なお「パレストラ」はパレストラ・ジャパン株式会社の登録商標であり、
同社および「パレストラ合気道クラブ」は当ネットワークとは別の組織です。

若林太郎プロフィール
第3回 「DESAFIO」

 今日は鶴屋からチケットを貰って、プロ柔術興行「DESAFIO」を見に行った。ブラジルの現役トップのムーヴはなんとも素晴らしく、特に上4試合のブラジル人選手の強さには目を見張らせられた。日本の柔術界にとっても、世界王者の試合を生で見られるというのは意義深いことだ。ぜひ第2弾、第3弾の開催に期待したい。
 しかしイベント運営面では、初興行ということもあって混乱も大きかったようだ。会場に入って驚かされたのは試合場の狭さ。1メートルちょっとの高さに設営された約18畳分の正方形の試合場だったのだが、レッドゾーンなどもないため場外に出る=観客席に落下 ということになってしまうのだ。実に危ない構造なのだが、細心の注意を払ったレフェリングにより、事なきを得た。しかしこれはレフェリーが賞賛されるべきことであり、試合場がこれでいいということではない。ここまで狭い試合場だということを、選手もレフェリーも会場に入るまで知らなかったというのも問題だ。試合場の広さなんて、会場図面を作る段階で明確にわかるハズだからである。これはぜひ改正していただきたい。
 もう一つは体重問題。こちらは大きな怒りを持って訴えたい。問題となったのは第7試合のマリオ・ヘイス vs 渡辺孝の一戦。この試合はペナ級の試合として渡辺にオファーが出され、ビジョンでのカード発表にもペナ級と明記されていた。
 しかし大会2日前になってやっと届いた、契約書にはなぜかレーヴィ級の記載が。あわてた渡辺サイドが確認を取ると、大会スタッフは「ペナ級で間違いない」と明言。ペナ級のリミットは66.9キロ。道衣を着て計量する場合は69.9キロというのが一応の常識だ。(3キロもある道衣はそうないとは思うんだが。)ちなみにレーヴィ級のリミットは裸で72.9キロである。
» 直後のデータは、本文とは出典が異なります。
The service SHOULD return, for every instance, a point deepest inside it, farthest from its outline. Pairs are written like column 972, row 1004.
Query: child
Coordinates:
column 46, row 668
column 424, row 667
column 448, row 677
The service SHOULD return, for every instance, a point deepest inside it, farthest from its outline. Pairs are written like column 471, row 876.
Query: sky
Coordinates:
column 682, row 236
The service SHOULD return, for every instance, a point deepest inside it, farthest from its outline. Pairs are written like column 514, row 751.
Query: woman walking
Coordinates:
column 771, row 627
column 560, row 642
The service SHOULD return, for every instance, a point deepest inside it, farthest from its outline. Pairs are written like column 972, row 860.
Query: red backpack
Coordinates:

 しかし大会前日の夜になって、大会スタッフから渡辺サイドに電話が入る。相手のマリオ・ヘイスが裸で71.5キロあるというのだ。「相手は膝も悪いし、落とす気もないみたいだから、レーヴィでやってもらえませんか。」という内容だったという。渡辺としては、厳しい減量に望んでペナに体重を合わせているだけに、信じられないような理不尽さである。もちろん試合自体を拒否する権利も渡辺にはあったが、すでに地元・新潟から東京に向かう車中にあった。
 結局、主催者サイドの強い希望もあって渡辺サイドが折れ、裸で70キロ以下というのが、最終的な契約体重となった。しかし直前になってのドタバタに、渡辺のストレスは大きなものだったという。
 そして当日。試合は素晴らしい内容だった。負けたとはいえ、茶帯ながら世界王者の実力をかいま見ることができたことは、渡辺の大きな財産になるはずだ。そういう意味では、この試合は実現して本当に良かった。
 しかし事前のコールや場内映像は“ペナ級”のままであった。裸で70キロという体重は、ブラジリアン柔術においてはペナ級とは呼べない。場内映像の訂正が作業時間的に無理だというなら理解できるが、場内アナウンスで一切訂正や説明が行われず、ペナ級のままだったのは納得がいかない。選手に対しても、観客に対しても嘘をついたわけだ。
 これには私自身も非常に頭に来た。すぐ抗議することも考えたが、試合中ではあるし、タイミングを待つことにした。運営慣れしていないスタッフに、イベント中に抗議してもパニックになるだけだし、何の解決にもならないからだ。
 閉会式の終了を待って、本部席の進行ディレクター役と思われるスタッフに、この件を抗議した。すると「孝さんが了承したんだから、しょうがないですよ。」と、まるで渡辺に非があるかのような返答。さらには「今じゃなくて後にして下さい。」と強い調子で逃げられてしまった。
 減量したことのある方にはご理解いただけると思うが、最後の2キロ、3キロを落とすときは本当に苦しいものだ。通常体重の72キロから5キロの減量に望んだ渡辺の努力は、一方的に、そして理不尽に踏みにじられたわけだ。相手が減量すれば内容は全然違っていたなんていう気もないし、マリオ・へイスの勝利に異をとなえるものでも、もちろんない。へイスも、渡辺も、そんなドタバタを忘れさせるほど素晴らしかった。そんな素晴らしい試合に、こんな下らない出来事で、イヤな思い出が付随してくるのが残念でしょうがないのだ。
 主催者の誠意のない対応に、選手が泣き寝入りするのは見過ごせないので、厳しく書かせて貰った。よもや公式記録がペナ級と発表されることはなかろうが、関係者には猛省を促したい。